Jon S. Corzine, the embattled former New Jersey politician accused of a failure at the helm of the brokerage firm MF Global, is fighting back.

Lawyers for Mr. Corzine filed a legal motion late Tuesday to dismiss a civil case against him brought by the Commodity Futures Trading Commission, the federal agency that regulated MF Global until its demise in 2011. The 30-page motion, filed in United States District Court in Manhattan, outlined the contours of Mr. Corzine’s defense and leveled a sharp critique of his federal adversary.

“There is no evidence demonstrating that Mr. Corzine knowingly directed unlawful conduct or acted without good faith,” the lawyers, Andrew J. Levander and Benjamin E. Rosenberg at Dechert, said in the motion. “Rather than acknowledge that reality and move on, the C.F.T.C. has clung to its baseless presumptions and manufactured charges of wrongdoing that are supposedly connected to Mr. Corzine.”

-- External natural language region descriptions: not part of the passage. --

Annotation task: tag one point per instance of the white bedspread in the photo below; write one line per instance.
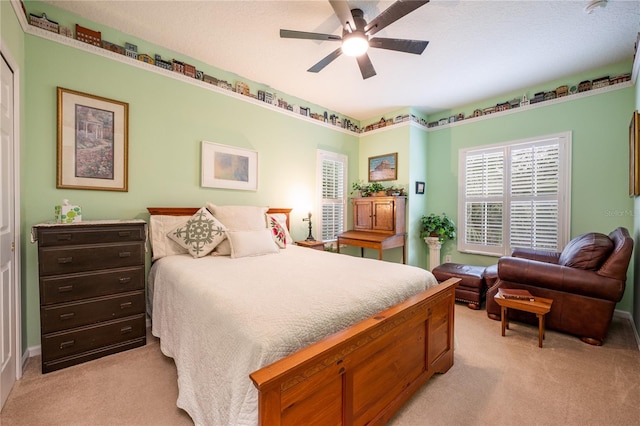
(222, 318)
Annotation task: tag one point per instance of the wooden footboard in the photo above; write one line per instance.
(364, 374)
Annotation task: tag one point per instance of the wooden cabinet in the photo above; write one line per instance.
(379, 214)
(378, 223)
(92, 290)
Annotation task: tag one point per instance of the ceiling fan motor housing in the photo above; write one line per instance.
(358, 21)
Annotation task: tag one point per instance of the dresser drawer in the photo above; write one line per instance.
(67, 288)
(58, 345)
(63, 260)
(76, 314)
(55, 236)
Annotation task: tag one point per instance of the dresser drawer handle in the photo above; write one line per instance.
(67, 344)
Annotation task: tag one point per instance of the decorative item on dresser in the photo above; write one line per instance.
(92, 290)
(378, 223)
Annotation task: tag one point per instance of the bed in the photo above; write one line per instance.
(295, 335)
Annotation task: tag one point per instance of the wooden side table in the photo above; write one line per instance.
(540, 306)
(317, 245)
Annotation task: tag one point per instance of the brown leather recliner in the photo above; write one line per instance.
(585, 281)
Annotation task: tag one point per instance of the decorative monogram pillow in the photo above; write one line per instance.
(200, 235)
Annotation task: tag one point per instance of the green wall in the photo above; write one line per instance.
(599, 177)
(168, 119)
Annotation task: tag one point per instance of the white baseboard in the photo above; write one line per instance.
(628, 316)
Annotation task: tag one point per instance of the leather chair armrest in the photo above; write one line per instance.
(559, 278)
(539, 255)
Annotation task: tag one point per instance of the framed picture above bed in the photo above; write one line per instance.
(92, 142)
(229, 167)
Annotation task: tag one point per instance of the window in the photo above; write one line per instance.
(515, 195)
(332, 169)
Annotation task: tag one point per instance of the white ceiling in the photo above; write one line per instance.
(477, 50)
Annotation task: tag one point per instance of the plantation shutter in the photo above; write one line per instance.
(534, 196)
(484, 198)
(515, 195)
(332, 195)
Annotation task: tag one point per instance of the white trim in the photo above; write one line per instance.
(6, 53)
(529, 107)
(628, 316)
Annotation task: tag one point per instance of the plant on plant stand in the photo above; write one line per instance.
(436, 229)
(439, 226)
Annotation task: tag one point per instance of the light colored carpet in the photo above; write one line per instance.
(494, 381)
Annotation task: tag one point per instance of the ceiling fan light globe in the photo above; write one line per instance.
(354, 45)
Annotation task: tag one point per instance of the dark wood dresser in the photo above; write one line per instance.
(92, 290)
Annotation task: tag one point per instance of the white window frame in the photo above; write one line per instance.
(323, 156)
(563, 197)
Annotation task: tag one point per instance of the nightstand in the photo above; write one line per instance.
(318, 245)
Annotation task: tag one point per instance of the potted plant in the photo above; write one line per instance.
(376, 189)
(437, 226)
(370, 190)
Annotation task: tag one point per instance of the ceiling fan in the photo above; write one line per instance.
(356, 34)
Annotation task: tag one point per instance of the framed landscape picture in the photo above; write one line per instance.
(383, 167)
(92, 150)
(225, 166)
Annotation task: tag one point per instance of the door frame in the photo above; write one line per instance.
(13, 64)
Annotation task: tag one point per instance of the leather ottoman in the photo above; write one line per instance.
(472, 287)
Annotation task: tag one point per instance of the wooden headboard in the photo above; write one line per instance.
(188, 211)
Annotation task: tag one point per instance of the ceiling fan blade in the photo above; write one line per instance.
(366, 67)
(392, 14)
(309, 36)
(343, 12)
(401, 45)
(326, 60)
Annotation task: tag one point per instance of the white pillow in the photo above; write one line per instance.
(251, 243)
(161, 244)
(240, 218)
(222, 249)
(200, 234)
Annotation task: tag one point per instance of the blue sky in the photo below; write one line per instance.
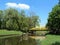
(41, 7)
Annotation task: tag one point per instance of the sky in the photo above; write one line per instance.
(40, 7)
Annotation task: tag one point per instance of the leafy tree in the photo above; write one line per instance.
(53, 23)
(11, 18)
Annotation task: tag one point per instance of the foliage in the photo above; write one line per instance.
(54, 20)
(15, 20)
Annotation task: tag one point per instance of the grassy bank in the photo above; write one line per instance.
(51, 40)
(6, 32)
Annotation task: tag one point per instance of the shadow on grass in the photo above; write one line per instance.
(56, 43)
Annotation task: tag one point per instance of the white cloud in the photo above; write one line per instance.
(15, 5)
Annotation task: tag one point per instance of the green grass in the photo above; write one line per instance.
(51, 40)
(6, 32)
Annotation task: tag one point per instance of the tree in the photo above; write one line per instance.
(11, 17)
(53, 23)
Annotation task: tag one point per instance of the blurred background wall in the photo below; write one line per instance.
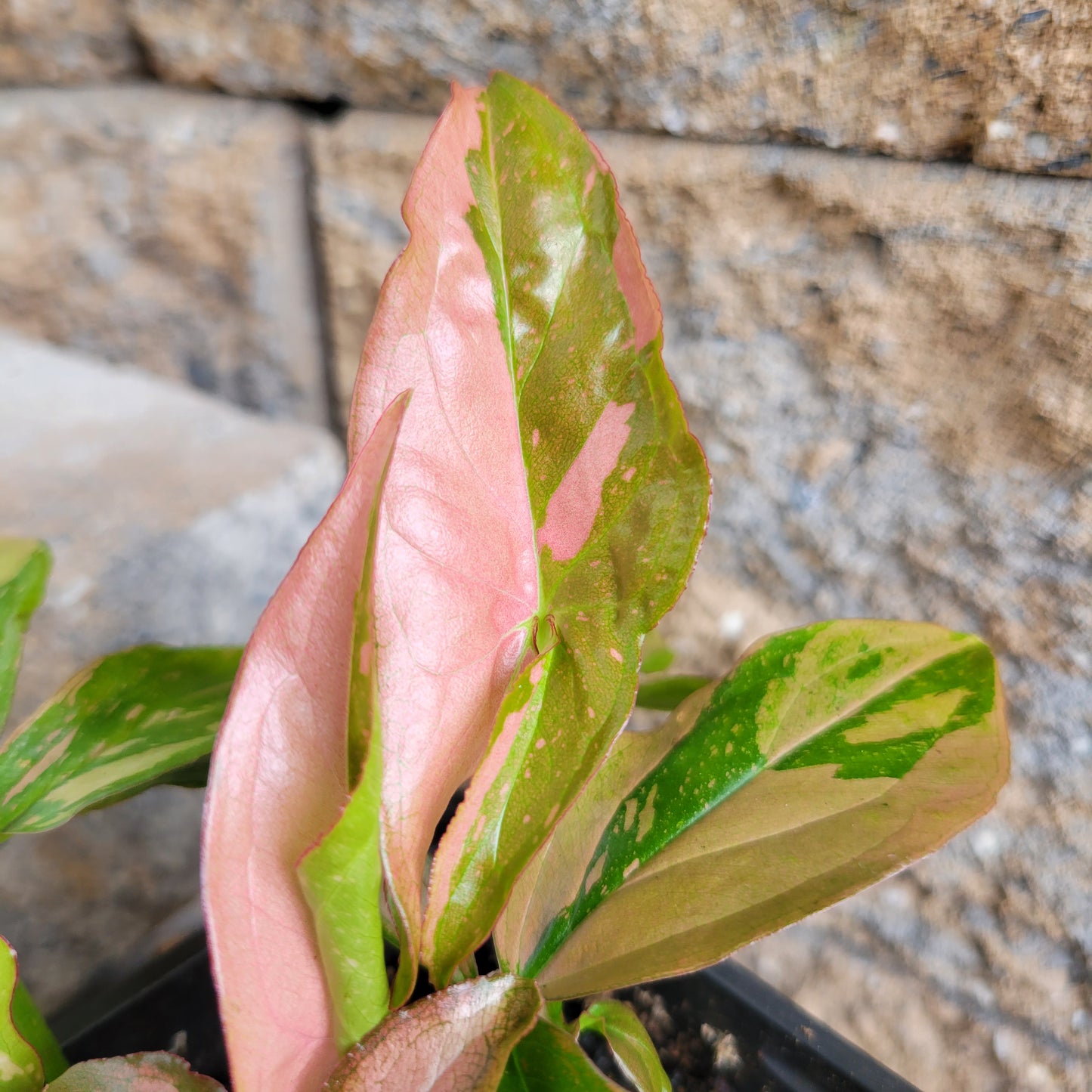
(871, 224)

The trading commission’s case, filed in June, stems from the largest Wall Street collapse since the financial crisis. Mr. Corzine, a former New Jersey senator and governor, ran MF Global when it collapsed into bankruptcy in October 2011, a blowup that coincided with the brokerage’s apparent misuse of customer money.

Mr. Corzine’s risk taking, the trading commission claims, paved the way to the firm’s demise. And as chief executive, according to the government, he failed to prevent a lower-level employee from using customer money for its own purposes. The commission also sued that employee, Edith O’Brien, an assistant treasurer, who oversaw the transfer of customer money from the firm’s Chicago office to banks like JPMorgan Chase. Customer money is supposed to be sacrosanct on Wall Street, where brokerages are required to keep it segregated from their own funds.

The commission did not accuse Mr. Corzine of authorizing the breach of more than $1 billion in customer money, or even knowing that the wrongdoing had happened. Instead, the suit hinged on his supposed failure to “diligently supervise” the firm as it raided the client accounts. The suit also argued that Mr. Corzine was subject to so-called control person liability, a legal provision that allows for the punishment of executives for the bad acts of lower-level employees.